Schematic representation of microbubbles precursors (A) and functionalized microbubbles (B). (A) Superheated, liquid perfluorocarbon nanodroplets are stabilized by a surfactant layer and can be vaporized with ultrasound or laser pulses (a); fluorescently labeled nanoparticles can generate microbubbles when exposed to laser light (b); and polymeric nanoparticles encapsulating a small gas core can be used as sustainable microbubble precursors (c). (B) Microbubbles can be functionalized by attaching targeting ligands (a); loading them with drug-containing nanoparticles (b) or make them suitable for multimodal imaging by covering them with plasmonic nanoparticles (c).

FIG. 3.

(A) High-speed fluorescence imaging of the uptake of propidium iodide (PI) used as model drug by a cell as a result of membrane poration by an oscillating microbubble. (B) Ultra high-speed recording (interframe time of 58 ns) of the interaction of a vaporizing superheated microdroplet with a cell upon ultrasound exposure at 5 MHz. (C) Combined high-speed fluorescence imaging and bright-field ultra high-speed imaging to visualize the sonoporation of cells by short-lived cavitation bubbles. The bubbles are created by laser activation of polymeric microcapsules.

FIG. 4.

(A) Confocal images of membrane perforation and resealing in microbubble-induced sonoporation (Reprinted with permission from Hu et al., Ultrasound Med.

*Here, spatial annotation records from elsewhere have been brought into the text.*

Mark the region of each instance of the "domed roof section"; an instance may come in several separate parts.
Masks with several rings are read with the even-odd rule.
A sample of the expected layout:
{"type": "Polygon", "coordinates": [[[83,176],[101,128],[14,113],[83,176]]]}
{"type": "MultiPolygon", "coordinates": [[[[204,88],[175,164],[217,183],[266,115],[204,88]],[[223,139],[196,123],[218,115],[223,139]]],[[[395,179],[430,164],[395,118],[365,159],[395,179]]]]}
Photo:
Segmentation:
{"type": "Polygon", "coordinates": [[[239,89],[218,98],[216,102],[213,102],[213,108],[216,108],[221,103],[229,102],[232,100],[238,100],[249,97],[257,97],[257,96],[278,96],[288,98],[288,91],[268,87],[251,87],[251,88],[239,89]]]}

Biol. 39, 2393 (2013). Copyright 2013 Elsevier). Upon the application of an ultrasound pulse, a disruption of 5.3 m is created in the cell, exactly at the site where the microbubble was. The cell membrane is stained with an orange dye (CellMask Orange). After ultrasound exposure, the pore progressively reseals within a few minutes. (B) SEM images of cell membrane damage after ultrasound radiation (Reprinted with permission from Kudo et al., Biophys. J. 96, 4866 (2009). Copyright 2009 Elsevier). The high magnification views show perforations in the cell membrane surrounded by a rough surface.

FIG. 5.

Summary of the diverse techniques used for the study of bubble-cell interaction in relation with the accessible time scales and length scales. The left panel presents techniques that can be used simultaneously with the ultrasound exposure, while the right panel shows the techniques that cannot be applied during ultrasound exposure and thus require a 2-step experiment.